O espetáculo de humor faz críticas ao militarismo e critica
abusos e mortes cometidas pela corporação. No momento da abordagem da PM, o
grupo apresentava a cena intitulada "Pacificação", na qual utilizam
uma bandeira do Brasil e do Estado de São Paulo invertidas. Parte do cenário e
adereços da companhia e celulares de espectadores, que filmaram a ação, foram
apreendidos pela PM.
A polícia registrou um boletim de ocorrência contra Pacheco
por desacato à autoridade e resistência à prisão, e o ator será autuado pelo
uso indevido de símbolos nacionais.
"Isso é absurdo. Hoje em dia os símbolos do país
estampam chinelos, roupa de praia, bolsa e qualquer tipo de mercadoria, mas
estamos cerceados de utilizá-los quando queremos formalizar uma crítica ao
Estado", criticou o diretor.
Ele pontua que o grupo pesquisa o tema da militarização há
mais de dois anos, o que sustenta a argumentação dos temas sobre o extermínio
de negros e periféricos e outras questões ligadas à repressão que o espetáculo
apresenta através do escracho. O roteiro do espetáculo foi montado em diálogo
com o Movimento Mães de Maio, que reúne, em busca de Justiça, mães cujos filhos
foram assassinados vítimas da ação do Estado.

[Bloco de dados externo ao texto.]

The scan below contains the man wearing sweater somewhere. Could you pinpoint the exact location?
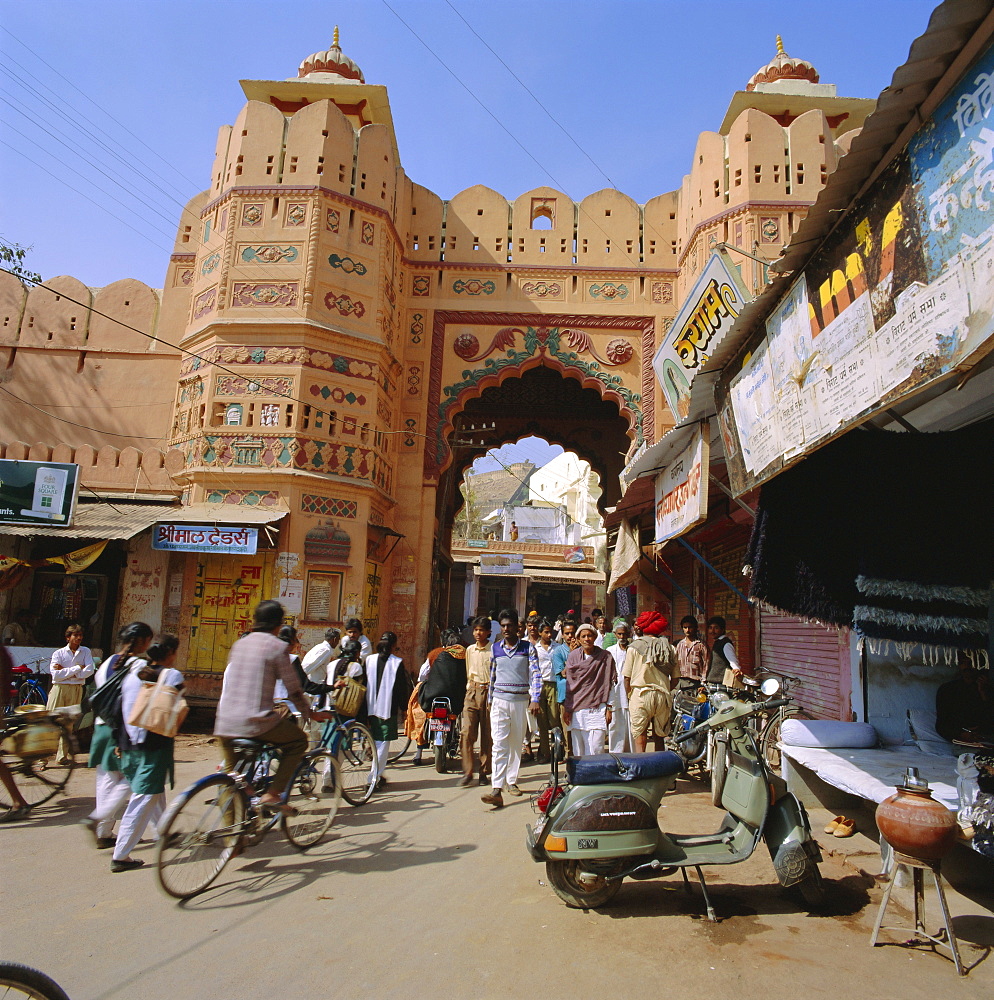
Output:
[481,610,542,809]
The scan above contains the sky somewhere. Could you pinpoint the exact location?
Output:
[0,0,934,290]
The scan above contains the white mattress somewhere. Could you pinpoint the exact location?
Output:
[780,743,959,812]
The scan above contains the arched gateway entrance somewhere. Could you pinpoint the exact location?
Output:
[414,313,653,640]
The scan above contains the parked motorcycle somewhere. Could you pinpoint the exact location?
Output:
[528,699,823,920]
[428,698,460,774]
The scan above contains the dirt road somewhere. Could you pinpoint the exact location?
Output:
[0,737,994,1000]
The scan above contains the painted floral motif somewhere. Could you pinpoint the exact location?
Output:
[231,281,297,307]
[587,281,628,302]
[452,278,497,295]
[242,205,263,226]
[207,490,280,507]
[300,493,359,519]
[452,333,480,361]
[521,281,563,299]
[242,244,300,264]
[604,337,635,365]
[193,288,217,319]
[324,292,366,319]
[328,253,367,278]
[411,313,425,344]
[214,376,293,396]
[308,382,366,406]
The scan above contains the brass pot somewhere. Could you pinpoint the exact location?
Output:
[876,767,957,861]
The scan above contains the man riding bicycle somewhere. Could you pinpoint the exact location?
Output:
[214,601,334,806]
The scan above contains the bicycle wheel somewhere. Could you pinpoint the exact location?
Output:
[338,721,376,806]
[0,720,75,807]
[282,750,342,851]
[155,774,245,899]
[759,705,810,774]
[387,735,411,764]
[0,962,69,1000]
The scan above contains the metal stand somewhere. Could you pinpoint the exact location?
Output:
[870,851,966,976]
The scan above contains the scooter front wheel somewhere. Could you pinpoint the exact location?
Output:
[545,861,621,910]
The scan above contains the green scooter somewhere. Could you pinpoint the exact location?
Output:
[528,698,824,920]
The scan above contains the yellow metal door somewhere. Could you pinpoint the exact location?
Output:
[187,552,276,673]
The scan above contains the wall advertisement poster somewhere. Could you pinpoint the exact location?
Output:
[655,423,709,544]
[716,42,994,494]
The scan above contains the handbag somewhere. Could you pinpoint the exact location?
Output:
[128,669,190,739]
[335,677,366,719]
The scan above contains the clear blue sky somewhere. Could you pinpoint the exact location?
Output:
[0,0,934,286]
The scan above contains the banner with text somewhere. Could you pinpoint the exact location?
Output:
[715,47,994,495]
[656,423,709,544]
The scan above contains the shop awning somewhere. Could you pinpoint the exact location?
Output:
[525,566,607,585]
[0,500,184,540]
[155,503,289,524]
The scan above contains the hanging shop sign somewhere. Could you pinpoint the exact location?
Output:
[655,423,709,543]
[652,250,752,423]
[715,47,994,495]
[480,554,525,576]
[152,524,259,556]
[0,458,79,526]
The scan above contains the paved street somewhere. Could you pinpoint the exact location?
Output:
[0,737,994,1000]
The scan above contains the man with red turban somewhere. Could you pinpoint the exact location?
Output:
[623,611,680,753]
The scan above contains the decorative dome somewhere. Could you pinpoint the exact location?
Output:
[746,35,818,90]
[297,24,366,83]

Pacheco lembra que grupo já havia apresentado a peça na
mesma praça e, algumas das vezes, havia notado a presença da PM nos arredores,
mas nunca houve tumulto ou ameaça como nesta última apresentação. "Eles
quebraram todas as barreiras que garantem a liberdade de expressão",
afirmou.
Abordagem
A atriz e produtora do espetáculo, Raquel Rollo, conta que a
interrupção se deu por policiais "extremamente incomodados como o tema do
espetáculo". "Começamos a perceber que várias viaturas estavam
chegando. Um dos policiais chegou gritando que 'aquela merda ia acabar'. Eles
desceram com armas em punho, não só pistolas, mas submetralhadora",
relata.
Rollo considera a abordagem como uma "volta à
barbárie". "É muito complicado quando temos que debater com um
policial militar o que podemos ou não fazer dentro da arte, sendo que a nossa
liberdade de expressão e a utilização do espaço público estão garantidas na
constituição", criticou a atriz.
Além do ambiente político de "quebra de
institucionalidade" no âmbito nacional, Pacheco relaciona o fato a um
decreto de 2014 que entrou em vigor há três semanas no município e que regula a
utilização do espaço público e insere uma série de dificuldades burocráticas.
"Eles criaram várias situações envolvendo a guarda
municipal e os artistas e coletivos que ocupam as praças de Santos. Tudo isso
colaborou para que a polícia se sentisse no direito de tomar uma atitude como
essa, de interromper algo com que eles não concordavam", disse ele.
Contemplado para montagem de espetáculos inéditos pelo
Programa de Ação Cultural, o ProAC, em 2014, a Trupe Olho da Rua tem 15 anos e
já fez mais de 40 apresentações do espetáculo BLITZ - Um Império que Nunca
Dorme e agora entrará com a peça em cartaz em 17 cidades, após recursos de um
novo edital do governo estadual.
Em nota, o comando do policiamento da Baixada Santista
afirmou que pediu os registros documentais da ocorrência e analisará a conduta
dos policiais militares. Já a assessoria da Polícia Militar foi contatada por
e-mail pela reportagem, mas não se posicionou até o fechamento.